Expand mutation operators with built‑in name swaps and regex fuzzing

Magic-Man-us · Magic-Man-us · commit a8b511bce0c5 · 2025-04-20T12:53:17.000-04:00
- Extend operator_name to flip more built‑ins (len↔sum, min↔max, all↔any, str↔repr, etc.)
- Add operator_regex to mutate regex literals (quantifier swaps, {1,}↔+, \d↔[0-9], char‐class reversal)
- Register operator_regex alongside other call mutations
- Update tests to cover new regex and name‐swap behaviors
diff --git a/mutmut/node_mutation.py b/mutmut/node_mutation.py
@@ -1,4 +1,5 @@
-"""This module contains the mutations for indidvidual nodes, e.g. replacing a != b with a == b."""
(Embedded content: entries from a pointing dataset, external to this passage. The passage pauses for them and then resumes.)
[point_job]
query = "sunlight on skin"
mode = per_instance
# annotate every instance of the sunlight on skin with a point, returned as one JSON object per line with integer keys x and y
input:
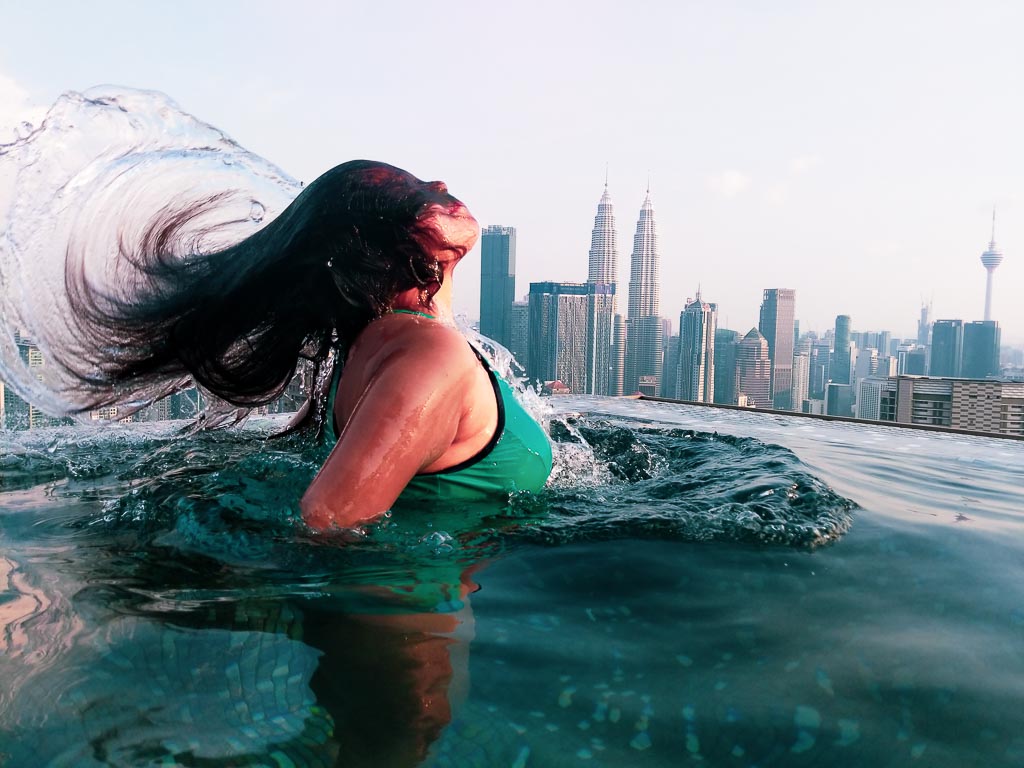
{"x": 414, "y": 398}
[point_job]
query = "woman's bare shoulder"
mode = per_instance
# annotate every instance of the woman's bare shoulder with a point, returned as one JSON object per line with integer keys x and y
{"x": 411, "y": 346}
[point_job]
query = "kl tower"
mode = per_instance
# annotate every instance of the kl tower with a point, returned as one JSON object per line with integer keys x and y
{"x": 991, "y": 259}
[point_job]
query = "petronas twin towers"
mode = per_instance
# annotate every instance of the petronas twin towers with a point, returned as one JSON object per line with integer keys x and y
{"x": 637, "y": 345}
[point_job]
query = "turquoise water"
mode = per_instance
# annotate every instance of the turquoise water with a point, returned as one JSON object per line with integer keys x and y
{"x": 695, "y": 586}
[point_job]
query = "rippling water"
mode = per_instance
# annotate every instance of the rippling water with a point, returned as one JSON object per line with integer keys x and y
{"x": 693, "y": 585}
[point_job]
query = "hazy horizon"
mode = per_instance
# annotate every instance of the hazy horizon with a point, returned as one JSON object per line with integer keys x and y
{"x": 853, "y": 153}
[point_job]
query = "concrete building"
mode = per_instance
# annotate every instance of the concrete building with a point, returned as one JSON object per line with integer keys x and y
{"x": 869, "y": 397}
{"x": 670, "y": 367}
{"x": 519, "y": 342}
{"x": 801, "y": 381}
{"x": 726, "y": 345}
{"x": 925, "y": 325}
{"x": 603, "y": 268}
{"x": 947, "y": 348}
{"x": 840, "y": 372}
{"x": 694, "y": 374}
{"x": 644, "y": 341}
{"x": 777, "y": 325}
{"x": 981, "y": 349}
{"x": 570, "y": 325}
{"x": 990, "y": 259}
{"x": 983, "y": 406}
{"x": 839, "y": 399}
{"x": 754, "y": 370}
{"x": 820, "y": 363}
{"x": 497, "y": 283}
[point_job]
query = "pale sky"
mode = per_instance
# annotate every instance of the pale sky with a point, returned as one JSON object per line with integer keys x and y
{"x": 851, "y": 151}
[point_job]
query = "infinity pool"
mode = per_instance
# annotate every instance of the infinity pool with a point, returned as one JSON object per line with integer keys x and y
{"x": 695, "y": 586}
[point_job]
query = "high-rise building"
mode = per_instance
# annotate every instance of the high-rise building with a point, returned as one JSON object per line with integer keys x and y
{"x": 947, "y": 348}
{"x": 670, "y": 367}
{"x": 603, "y": 243}
{"x": 990, "y": 259}
{"x": 695, "y": 371}
{"x": 925, "y": 325}
{"x": 839, "y": 399}
{"x": 867, "y": 365}
{"x": 726, "y": 344}
{"x": 615, "y": 381}
{"x": 643, "y": 326}
{"x": 497, "y": 283}
{"x": 911, "y": 360}
{"x": 567, "y": 321}
{"x": 869, "y": 397}
{"x": 801, "y": 381}
{"x": 603, "y": 268}
{"x": 842, "y": 360}
{"x": 754, "y": 370}
{"x": 960, "y": 403}
{"x": 519, "y": 342}
{"x": 777, "y": 326}
{"x": 820, "y": 369}
{"x": 981, "y": 349}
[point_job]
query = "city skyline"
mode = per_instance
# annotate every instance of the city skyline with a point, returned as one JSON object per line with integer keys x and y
{"x": 779, "y": 152}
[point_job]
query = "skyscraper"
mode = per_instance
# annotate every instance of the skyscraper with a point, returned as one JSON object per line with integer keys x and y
{"x": 754, "y": 370}
{"x": 519, "y": 341}
{"x": 925, "y": 325}
{"x": 820, "y": 369}
{"x": 801, "y": 380}
{"x": 777, "y": 324}
{"x": 726, "y": 344}
{"x": 981, "y": 349}
{"x": 670, "y": 367}
{"x": 603, "y": 243}
{"x": 643, "y": 326}
{"x": 566, "y": 321}
{"x": 991, "y": 259}
{"x": 603, "y": 269}
{"x": 497, "y": 283}
{"x": 840, "y": 369}
{"x": 947, "y": 348}
{"x": 695, "y": 370}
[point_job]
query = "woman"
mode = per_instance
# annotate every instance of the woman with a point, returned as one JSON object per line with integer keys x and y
{"x": 361, "y": 261}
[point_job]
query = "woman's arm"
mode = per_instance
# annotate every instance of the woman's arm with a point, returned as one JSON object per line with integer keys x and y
{"x": 406, "y": 418}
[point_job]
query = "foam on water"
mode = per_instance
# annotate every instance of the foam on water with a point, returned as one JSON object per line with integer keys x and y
{"x": 76, "y": 196}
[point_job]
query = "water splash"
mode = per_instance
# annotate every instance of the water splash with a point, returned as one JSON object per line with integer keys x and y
{"x": 100, "y": 167}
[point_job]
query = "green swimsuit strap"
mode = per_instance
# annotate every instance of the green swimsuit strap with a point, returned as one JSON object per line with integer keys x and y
{"x": 413, "y": 311}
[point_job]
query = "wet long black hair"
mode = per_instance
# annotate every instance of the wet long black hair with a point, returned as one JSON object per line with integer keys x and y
{"x": 239, "y": 321}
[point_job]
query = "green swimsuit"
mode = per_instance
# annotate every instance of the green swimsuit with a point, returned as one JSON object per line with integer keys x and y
{"x": 517, "y": 457}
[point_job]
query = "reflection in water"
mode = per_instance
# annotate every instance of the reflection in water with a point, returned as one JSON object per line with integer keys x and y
{"x": 230, "y": 682}
{"x": 189, "y": 617}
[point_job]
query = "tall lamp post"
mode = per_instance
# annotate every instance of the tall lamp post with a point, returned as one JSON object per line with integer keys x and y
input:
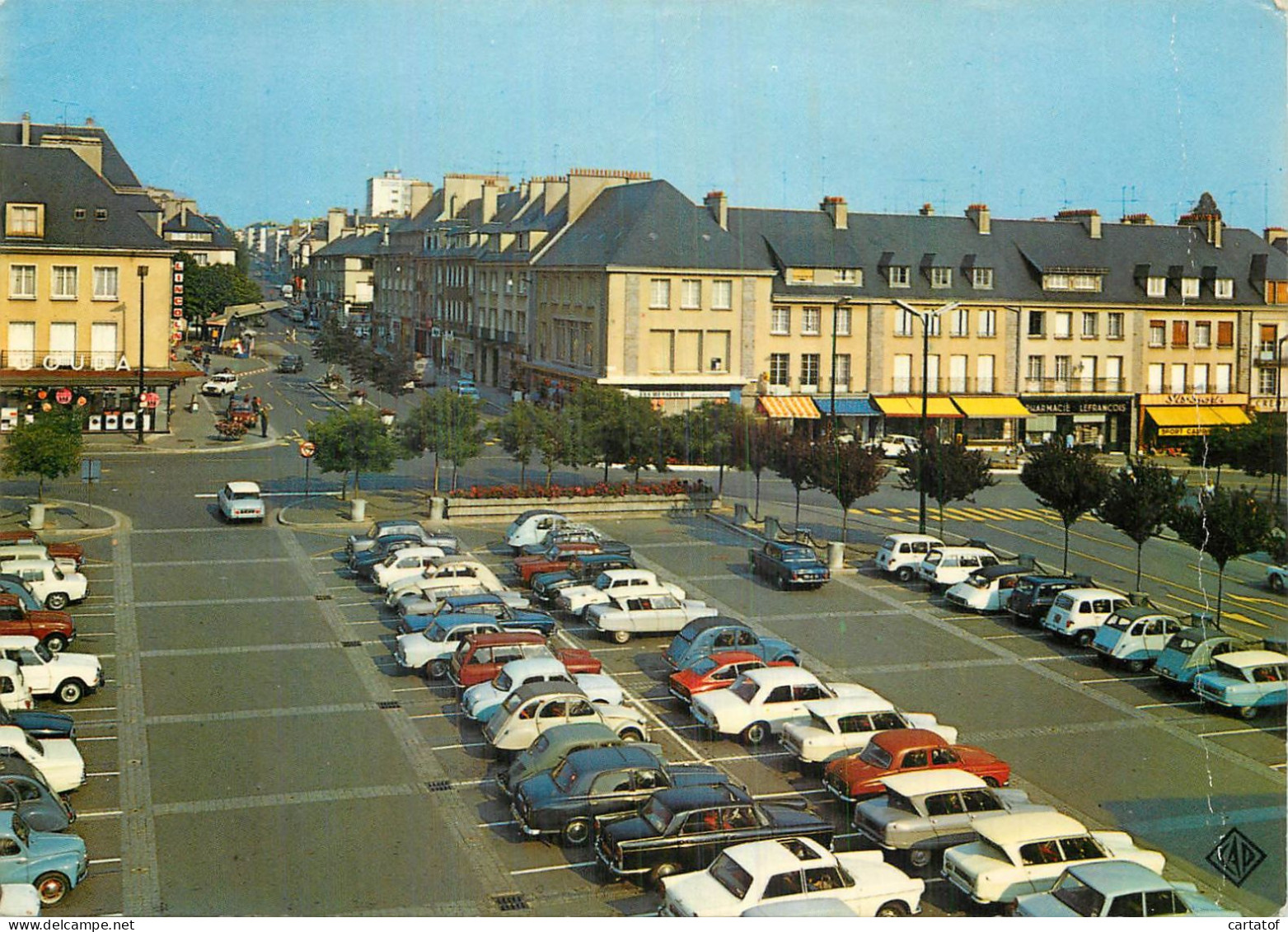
{"x": 143, "y": 274}
{"x": 925, "y": 317}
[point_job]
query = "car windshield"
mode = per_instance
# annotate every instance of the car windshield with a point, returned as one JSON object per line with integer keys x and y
{"x": 731, "y": 876}
{"x": 657, "y": 815}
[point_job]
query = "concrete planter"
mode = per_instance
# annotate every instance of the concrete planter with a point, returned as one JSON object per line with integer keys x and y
{"x": 466, "y": 508}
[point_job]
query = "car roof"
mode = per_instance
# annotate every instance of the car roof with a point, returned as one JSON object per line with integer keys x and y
{"x": 1018, "y": 828}
{"x": 933, "y": 782}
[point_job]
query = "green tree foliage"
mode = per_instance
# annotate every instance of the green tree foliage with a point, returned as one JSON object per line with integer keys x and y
{"x": 1225, "y": 524}
{"x": 354, "y": 441}
{"x": 1072, "y": 482}
{"x": 1141, "y": 499}
{"x": 949, "y": 471}
{"x": 849, "y": 471}
{"x": 47, "y": 448}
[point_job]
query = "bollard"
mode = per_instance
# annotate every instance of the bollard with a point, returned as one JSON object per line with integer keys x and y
{"x": 835, "y": 555}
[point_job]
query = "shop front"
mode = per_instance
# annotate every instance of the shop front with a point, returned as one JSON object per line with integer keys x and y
{"x": 1102, "y": 421}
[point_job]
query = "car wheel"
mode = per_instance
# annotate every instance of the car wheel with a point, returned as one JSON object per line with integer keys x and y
{"x": 892, "y": 909}
{"x": 52, "y": 888}
{"x": 576, "y": 833}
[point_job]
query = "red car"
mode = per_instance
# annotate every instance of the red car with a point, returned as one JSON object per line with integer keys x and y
{"x": 901, "y": 752}
{"x": 716, "y": 671}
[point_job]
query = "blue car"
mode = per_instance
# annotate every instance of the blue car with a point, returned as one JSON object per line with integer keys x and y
{"x": 706, "y": 636}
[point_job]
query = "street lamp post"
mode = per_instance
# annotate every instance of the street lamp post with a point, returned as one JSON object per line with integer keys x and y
{"x": 925, "y": 317}
{"x": 143, "y": 274}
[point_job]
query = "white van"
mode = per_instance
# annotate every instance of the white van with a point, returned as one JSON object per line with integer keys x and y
{"x": 947, "y": 567}
{"x": 902, "y": 554}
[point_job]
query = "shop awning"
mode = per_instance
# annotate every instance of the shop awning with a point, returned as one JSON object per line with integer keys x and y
{"x": 910, "y": 405}
{"x": 991, "y": 407}
{"x": 789, "y": 405}
{"x": 848, "y": 407}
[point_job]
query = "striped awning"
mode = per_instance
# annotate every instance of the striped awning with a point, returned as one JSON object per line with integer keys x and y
{"x": 789, "y": 405}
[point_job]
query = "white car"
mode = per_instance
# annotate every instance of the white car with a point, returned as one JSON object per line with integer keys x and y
{"x": 761, "y": 702}
{"x": 615, "y": 582}
{"x": 482, "y": 700}
{"x": 660, "y": 614}
{"x": 64, "y": 676}
{"x": 1079, "y": 613}
{"x": 241, "y": 503}
{"x": 1025, "y": 852}
{"x": 791, "y": 870}
{"x": 845, "y": 725}
{"x": 48, "y": 583}
{"x": 221, "y": 384}
{"x": 55, "y": 758}
{"x": 405, "y": 564}
{"x": 541, "y": 705}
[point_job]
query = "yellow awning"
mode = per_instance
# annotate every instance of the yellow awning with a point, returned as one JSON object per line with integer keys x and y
{"x": 991, "y": 407}
{"x": 910, "y": 405}
{"x": 789, "y": 405}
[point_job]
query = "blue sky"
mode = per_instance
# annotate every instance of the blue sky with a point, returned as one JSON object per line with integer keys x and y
{"x": 274, "y": 110}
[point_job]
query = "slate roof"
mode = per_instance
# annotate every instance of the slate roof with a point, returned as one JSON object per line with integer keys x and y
{"x": 61, "y": 179}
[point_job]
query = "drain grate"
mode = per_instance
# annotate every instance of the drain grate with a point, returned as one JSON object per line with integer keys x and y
{"x": 509, "y": 902}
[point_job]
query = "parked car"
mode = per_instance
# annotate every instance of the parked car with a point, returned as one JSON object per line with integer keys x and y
{"x": 53, "y": 629}
{"x": 52, "y": 586}
{"x": 986, "y": 590}
{"x": 711, "y": 635}
{"x": 1193, "y": 650}
{"x": 1134, "y": 638}
{"x": 1034, "y": 595}
{"x": 221, "y": 384}
{"x": 482, "y": 700}
{"x": 793, "y": 872}
{"x": 1248, "y": 681}
{"x": 241, "y": 501}
{"x": 761, "y": 702}
{"x": 924, "y": 813}
{"x": 656, "y": 614}
{"x": 899, "y": 752}
{"x": 946, "y": 567}
{"x": 1027, "y": 852}
{"x": 1118, "y": 888}
{"x": 840, "y": 726}
{"x": 686, "y": 829}
{"x": 536, "y": 707}
{"x": 716, "y": 671}
{"x": 64, "y": 676}
{"x": 1079, "y": 611}
{"x": 789, "y": 565}
{"x": 49, "y": 861}
{"x": 901, "y": 555}
{"x": 595, "y": 783}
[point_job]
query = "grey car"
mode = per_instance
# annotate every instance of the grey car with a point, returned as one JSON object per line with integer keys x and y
{"x": 926, "y": 811}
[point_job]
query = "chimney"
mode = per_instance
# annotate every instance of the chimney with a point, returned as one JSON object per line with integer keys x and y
{"x": 718, "y": 204}
{"x": 835, "y": 208}
{"x": 979, "y": 215}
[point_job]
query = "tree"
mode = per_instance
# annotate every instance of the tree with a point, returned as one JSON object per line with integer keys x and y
{"x": 1140, "y": 501}
{"x": 354, "y": 441}
{"x": 949, "y": 471}
{"x": 1068, "y": 479}
{"x": 849, "y": 471}
{"x": 1225, "y": 524}
{"x": 48, "y": 448}
{"x": 521, "y": 432}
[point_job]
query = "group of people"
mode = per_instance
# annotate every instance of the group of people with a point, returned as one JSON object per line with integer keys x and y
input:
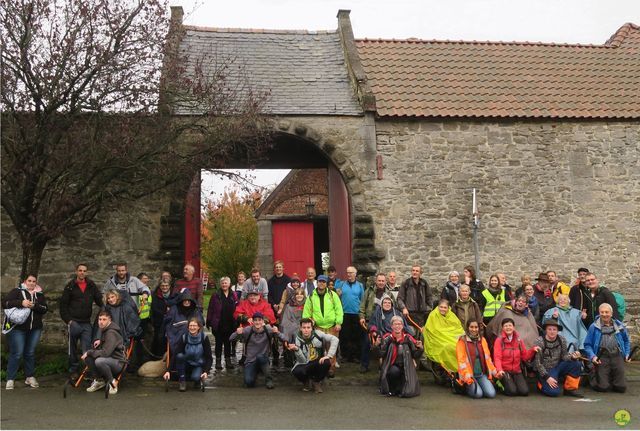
{"x": 481, "y": 336}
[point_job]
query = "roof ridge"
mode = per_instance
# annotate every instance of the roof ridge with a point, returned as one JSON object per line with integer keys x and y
{"x": 480, "y": 42}
{"x": 256, "y": 30}
{"x": 621, "y": 34}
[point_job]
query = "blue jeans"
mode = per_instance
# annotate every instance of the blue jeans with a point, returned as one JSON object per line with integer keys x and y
{"x": 183, "y": 368}
{"x": 482, "y": 387}
{"x": 251, "y": 370}
{"x": 78, "y": 331}
{"x": 22, "y": 343}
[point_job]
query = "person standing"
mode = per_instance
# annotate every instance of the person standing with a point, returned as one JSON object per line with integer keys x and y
{"x": 24, "y": 337}
{"x": 351, "y": 293}
{"x": 221, "y": 322}
{"x": 415, "y": 298}
{"x": 192, "y": 283}
{"x": 76, "y": 307}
+"""This module contains the mutations for individual nodes, e.g. replacing a != b with a == b."""
+import re
 from typing import Any, Union
 from collections.abc import Callable, Iterable, Sequence
 import libcst as cst
@@ -107,11 +108,57 @@ def operator_keywords(
 
 
 def operator_name(node: cst.Name) -> Iterable[cst.CSTNode]:
-    name_mappings = {
+    name_mappings = {    
         "True": "False",
         "False": "True",
         "deepcopy": "copy",
-        # TODO: probably need to add a lot of things here... some builtins maybe, what more?
+        "copy": "deepcopy",
+
+        # common aggregates
+        "len": "sum",
+        "sum": "len",
+        "min": "max",
+        "max": "min",
+
+        # boolean checks
+        "all": "any",
+        "any": "all",
+
+        # ordering
+        "sorted":  "reversed",
+        "reversed": "sorted",
+
+        # repr vs. str
+        "str": "repr",
+        "repr": "str",
+
+        # numeric types
+        "int": "float",
+        "float": "int",
+
+        # sequences vs. tuples
+        "list": "tuple",
+        "tuple": "list",
+
+        # set types
+        "set":  "frozenset",
+        "frozenset": "set",
+
+        # byte types
+        "bytes": "bytearray",
+        "bytearray": "bytes",
+
+        # (optionally) mapping/filtering
+        "map": "filter",
+        "filter": "map",
+
+        # character/ordinal conversions
+        "chr": "ord",
+        "ord": "chr",
+
+        # dict ↔ set might be fun… however, beware lol
+        # "dict":       "set",
+        # "set":        "dict",
     }
     if node.value in name_mappings:
         yield node.with_changes(value=name_mappings[node.value])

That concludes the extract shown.